Rota da Seda incluía centros urbanos permanentes e não apenas rotas comerciais
A interpretação tradicional da Rota da Seda como um sistema de circulação entre grandes centros urbanos é diretamente afetada por essa descoberta. Tugunbulak demonstra que havia ocupação urbana permanente em regiões consideradas periféricas ou de difícil acesso.
Isso sugere que a Rota da Seda deve ser entendida como um sistema mais complexo, que incluía não apenas transporte de mercadorias, mas também infraestrutura urbana, controle territorial e presença contínua de populações organizadas.
A existência de cidades como Tugunbulak indica que a rede comercial era sustentada por uma base territorial muito mais ampla do que se imaginava.
Arquitetura adaptada ao relevo mostra domínio técnico e conhecimento ambiental
Outro aspecto relevante da descoberta é a forma como as estruturas foram construídas em harmonia com o ambiente. O uso de pedra como material principal indica adaptação às condições locais e busca por durabilidade em um terreno instável.
Além disso, a disposição das construções sugere que os habitantes tinham conhecimento detalhado do relevo e sabiam utilizá-lo a seu favor, tanto para defesa quanto para organização do espaço urbano.
Esse tipo de integração entre arquitetura e ambiente reforça a ideia de que a cidade não era improvisada, mas resultado de planejamento e conhecimento acumulado.
Presença de outros sítios na região indica padrão regional de urbanização em alta montanha
A descoberta de Tugunbulak não ocorreu de forma isolada. Os pesquisadores também identificaram o sítio de Tashbulak, que apresenta características semelhantes, embora em menor escala.

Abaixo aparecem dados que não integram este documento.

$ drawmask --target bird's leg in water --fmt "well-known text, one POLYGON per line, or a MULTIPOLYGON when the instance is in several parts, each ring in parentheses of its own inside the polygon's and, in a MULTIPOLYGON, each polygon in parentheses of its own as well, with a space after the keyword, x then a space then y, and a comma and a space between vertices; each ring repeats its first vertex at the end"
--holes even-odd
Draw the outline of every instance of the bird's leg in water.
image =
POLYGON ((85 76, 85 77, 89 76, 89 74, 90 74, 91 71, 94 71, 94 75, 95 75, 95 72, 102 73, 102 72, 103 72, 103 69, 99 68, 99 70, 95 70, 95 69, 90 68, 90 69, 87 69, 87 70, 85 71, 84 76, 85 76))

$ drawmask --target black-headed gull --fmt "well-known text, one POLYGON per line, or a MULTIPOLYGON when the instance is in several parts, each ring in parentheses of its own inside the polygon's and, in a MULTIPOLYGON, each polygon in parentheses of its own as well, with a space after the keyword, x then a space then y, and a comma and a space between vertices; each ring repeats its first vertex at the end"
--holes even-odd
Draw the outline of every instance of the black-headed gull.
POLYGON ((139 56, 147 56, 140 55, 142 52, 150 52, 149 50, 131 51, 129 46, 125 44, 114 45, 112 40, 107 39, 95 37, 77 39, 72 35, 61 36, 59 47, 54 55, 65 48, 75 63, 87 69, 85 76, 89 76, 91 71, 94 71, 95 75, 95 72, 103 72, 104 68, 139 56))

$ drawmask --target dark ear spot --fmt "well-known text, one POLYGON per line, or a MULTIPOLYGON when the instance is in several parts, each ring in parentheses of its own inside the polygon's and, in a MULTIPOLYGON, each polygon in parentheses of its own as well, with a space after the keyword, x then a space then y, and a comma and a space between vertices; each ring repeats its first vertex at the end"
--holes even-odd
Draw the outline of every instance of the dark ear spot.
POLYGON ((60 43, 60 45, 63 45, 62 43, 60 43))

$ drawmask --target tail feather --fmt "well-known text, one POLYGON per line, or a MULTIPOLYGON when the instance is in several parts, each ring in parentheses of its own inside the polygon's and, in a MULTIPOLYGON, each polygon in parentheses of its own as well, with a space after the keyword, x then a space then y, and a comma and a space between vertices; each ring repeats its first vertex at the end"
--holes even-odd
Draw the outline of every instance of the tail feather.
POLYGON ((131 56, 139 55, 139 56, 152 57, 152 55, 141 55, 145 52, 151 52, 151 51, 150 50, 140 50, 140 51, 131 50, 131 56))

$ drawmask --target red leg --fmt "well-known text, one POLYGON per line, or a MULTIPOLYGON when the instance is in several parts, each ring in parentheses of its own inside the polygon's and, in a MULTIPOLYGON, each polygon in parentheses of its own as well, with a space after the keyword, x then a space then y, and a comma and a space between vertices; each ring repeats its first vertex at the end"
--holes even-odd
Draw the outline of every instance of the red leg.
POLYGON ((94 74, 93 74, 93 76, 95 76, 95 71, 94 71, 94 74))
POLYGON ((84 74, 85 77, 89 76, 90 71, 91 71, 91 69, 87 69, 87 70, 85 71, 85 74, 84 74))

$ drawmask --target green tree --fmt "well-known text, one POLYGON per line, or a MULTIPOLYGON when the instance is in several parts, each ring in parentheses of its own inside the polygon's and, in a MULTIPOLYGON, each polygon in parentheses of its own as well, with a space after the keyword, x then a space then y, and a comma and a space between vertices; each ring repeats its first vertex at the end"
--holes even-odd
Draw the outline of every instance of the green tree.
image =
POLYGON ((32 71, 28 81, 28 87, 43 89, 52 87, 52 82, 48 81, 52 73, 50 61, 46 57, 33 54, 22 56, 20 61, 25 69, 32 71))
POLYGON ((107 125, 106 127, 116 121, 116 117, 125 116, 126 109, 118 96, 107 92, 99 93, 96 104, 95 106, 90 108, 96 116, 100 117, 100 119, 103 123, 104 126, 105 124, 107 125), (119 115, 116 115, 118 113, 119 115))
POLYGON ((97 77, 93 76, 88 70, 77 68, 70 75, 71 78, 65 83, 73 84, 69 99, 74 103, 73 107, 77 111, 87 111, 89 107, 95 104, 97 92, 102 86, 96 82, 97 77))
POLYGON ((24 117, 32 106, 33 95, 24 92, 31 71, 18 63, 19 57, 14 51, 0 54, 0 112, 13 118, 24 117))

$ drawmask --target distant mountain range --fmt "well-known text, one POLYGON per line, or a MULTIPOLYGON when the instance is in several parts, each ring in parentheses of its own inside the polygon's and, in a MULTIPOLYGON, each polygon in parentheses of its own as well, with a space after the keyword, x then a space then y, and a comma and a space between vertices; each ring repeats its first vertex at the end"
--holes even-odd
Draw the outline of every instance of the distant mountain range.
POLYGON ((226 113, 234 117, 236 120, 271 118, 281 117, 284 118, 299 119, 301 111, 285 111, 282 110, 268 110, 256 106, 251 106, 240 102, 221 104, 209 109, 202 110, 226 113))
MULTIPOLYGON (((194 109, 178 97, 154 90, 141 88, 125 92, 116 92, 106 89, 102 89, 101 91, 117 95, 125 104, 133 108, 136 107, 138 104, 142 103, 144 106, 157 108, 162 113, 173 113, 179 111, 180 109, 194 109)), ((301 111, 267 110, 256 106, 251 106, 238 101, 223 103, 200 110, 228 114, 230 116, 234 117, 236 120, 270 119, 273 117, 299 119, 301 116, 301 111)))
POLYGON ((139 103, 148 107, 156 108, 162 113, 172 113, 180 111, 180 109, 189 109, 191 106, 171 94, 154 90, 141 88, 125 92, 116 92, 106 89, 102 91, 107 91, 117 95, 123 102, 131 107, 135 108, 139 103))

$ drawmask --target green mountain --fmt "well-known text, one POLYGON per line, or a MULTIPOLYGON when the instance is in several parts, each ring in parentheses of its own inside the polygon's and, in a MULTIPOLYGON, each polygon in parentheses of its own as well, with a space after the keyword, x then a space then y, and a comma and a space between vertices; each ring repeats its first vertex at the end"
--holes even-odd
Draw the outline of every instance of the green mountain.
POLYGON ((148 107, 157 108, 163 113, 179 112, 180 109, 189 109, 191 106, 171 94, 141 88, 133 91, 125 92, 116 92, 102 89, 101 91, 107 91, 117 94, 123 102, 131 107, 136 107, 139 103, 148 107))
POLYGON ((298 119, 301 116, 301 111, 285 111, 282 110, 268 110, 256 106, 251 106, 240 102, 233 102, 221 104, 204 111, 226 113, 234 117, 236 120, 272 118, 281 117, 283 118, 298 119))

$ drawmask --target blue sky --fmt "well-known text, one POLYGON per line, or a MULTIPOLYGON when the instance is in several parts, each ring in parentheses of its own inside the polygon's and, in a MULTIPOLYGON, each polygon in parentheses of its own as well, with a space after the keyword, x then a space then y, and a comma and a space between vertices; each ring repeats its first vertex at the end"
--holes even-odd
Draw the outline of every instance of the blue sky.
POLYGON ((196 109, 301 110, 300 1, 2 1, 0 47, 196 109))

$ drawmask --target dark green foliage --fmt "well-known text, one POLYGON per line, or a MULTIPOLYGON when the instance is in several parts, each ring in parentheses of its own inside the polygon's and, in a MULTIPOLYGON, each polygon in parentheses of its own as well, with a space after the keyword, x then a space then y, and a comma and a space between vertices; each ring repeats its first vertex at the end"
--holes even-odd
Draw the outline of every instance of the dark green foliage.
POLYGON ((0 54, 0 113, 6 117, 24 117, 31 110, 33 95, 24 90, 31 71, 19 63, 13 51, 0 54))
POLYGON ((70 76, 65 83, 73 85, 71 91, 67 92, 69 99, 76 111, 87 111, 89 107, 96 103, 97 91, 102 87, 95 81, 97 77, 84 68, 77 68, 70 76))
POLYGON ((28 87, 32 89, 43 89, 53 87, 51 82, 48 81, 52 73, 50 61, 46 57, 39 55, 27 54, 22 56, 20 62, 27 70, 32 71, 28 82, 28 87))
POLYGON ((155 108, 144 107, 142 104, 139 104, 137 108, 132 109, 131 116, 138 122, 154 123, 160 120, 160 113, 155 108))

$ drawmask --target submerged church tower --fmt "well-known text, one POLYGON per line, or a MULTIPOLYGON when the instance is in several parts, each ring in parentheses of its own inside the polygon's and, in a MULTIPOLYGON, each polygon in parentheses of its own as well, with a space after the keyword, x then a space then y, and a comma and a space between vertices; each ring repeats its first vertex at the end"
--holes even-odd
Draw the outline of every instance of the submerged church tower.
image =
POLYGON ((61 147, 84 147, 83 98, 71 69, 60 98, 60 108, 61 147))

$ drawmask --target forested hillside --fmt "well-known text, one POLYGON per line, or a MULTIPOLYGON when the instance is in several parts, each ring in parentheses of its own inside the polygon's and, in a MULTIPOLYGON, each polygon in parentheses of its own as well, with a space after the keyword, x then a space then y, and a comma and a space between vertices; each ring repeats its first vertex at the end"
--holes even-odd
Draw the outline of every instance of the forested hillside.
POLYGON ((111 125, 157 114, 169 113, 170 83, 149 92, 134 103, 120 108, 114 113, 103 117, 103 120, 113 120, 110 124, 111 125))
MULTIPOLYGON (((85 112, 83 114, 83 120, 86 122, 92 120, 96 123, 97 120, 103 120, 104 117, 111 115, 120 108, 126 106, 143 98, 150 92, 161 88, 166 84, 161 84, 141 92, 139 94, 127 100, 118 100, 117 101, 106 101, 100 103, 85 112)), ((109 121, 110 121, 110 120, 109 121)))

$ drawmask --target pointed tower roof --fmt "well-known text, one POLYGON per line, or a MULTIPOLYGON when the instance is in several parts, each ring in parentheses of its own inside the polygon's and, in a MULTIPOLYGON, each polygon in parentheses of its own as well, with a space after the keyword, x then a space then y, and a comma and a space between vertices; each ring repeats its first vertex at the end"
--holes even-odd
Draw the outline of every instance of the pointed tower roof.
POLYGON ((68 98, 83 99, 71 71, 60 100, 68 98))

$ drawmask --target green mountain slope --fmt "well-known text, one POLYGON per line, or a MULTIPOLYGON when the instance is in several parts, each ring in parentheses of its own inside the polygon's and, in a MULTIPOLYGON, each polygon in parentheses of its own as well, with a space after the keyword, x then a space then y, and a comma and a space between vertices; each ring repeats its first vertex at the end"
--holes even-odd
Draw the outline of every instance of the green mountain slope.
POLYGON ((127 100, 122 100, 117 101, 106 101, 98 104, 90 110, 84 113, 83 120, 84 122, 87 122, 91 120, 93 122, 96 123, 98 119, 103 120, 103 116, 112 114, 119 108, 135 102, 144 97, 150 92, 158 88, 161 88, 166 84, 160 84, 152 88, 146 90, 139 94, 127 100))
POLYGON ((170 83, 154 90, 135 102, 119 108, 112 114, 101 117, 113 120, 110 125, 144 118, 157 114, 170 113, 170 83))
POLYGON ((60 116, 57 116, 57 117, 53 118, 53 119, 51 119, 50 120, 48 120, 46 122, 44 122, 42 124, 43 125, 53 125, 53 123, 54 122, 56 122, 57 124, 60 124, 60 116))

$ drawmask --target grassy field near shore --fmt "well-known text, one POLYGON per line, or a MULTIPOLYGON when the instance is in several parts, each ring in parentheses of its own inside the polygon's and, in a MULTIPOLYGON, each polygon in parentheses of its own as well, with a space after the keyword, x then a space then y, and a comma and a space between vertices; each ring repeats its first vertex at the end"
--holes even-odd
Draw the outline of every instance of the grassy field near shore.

A presença de múltiplos assentamentos na mesma região indica um padrão de ocupação regional, sugerindo que a urbanização em alta altitude não era exceção, mas parte de uma estratégia mais ampla.
Esse conjunto de evidências amplia o impacto da descoberta e reforça a necessidade de revisar modelos históricos sobre ocupação da Ásia Central.
Tecnologia moderna redefine limites da arqueologia e revela cidades onde ninguém procurava
O uso de tecnologias como o LiDAR tem permitido expandir significativamente o alcance da arqueologia, especialmente em regiões de difícil acesso. No caso de Tugunbulak, a tecnologia foi fundamental para revelar uma cidade inteira que permaneceu desconhecida por séculos.
Esse avanço indica que ainda existem muitas áreas do planeta onde estruturas semelhantes podem estar ocultas, aguardando identificação por métodos mais avançados. A arqueologia, nesse contexto, passa a depender cada vez mais da integração entre tecnologia e pesquisa de campo.
O que mais pode estar escondido em regiões montanhosas ainda não exploradas?
A descoberta de uma cidade medieval de grande escala a mais de 2.000 metros de altitude levanta uma questão inevitável: quantos outros centros urbanos ainda permanecem ocultos em regiões consideradas improváveis para ocupação humana?
As evidências mostram que a história da ocupação humana ainda está longe de ser completamente compreendida, especialmente em áreas que não foram tradicionalmente priorizadas pela pesquisa arqueológica.
Diante disso, surge uma nova perspectiva: o mapa das civilizações antigas pode ser muito maior, mais complexo e mais surpreendente do que qualquer modelo atual consegue explicar. Agora quero saber sua análise: você acha que ainda existem cidades inteiras escondidas em regiões onde ninguém está procurando?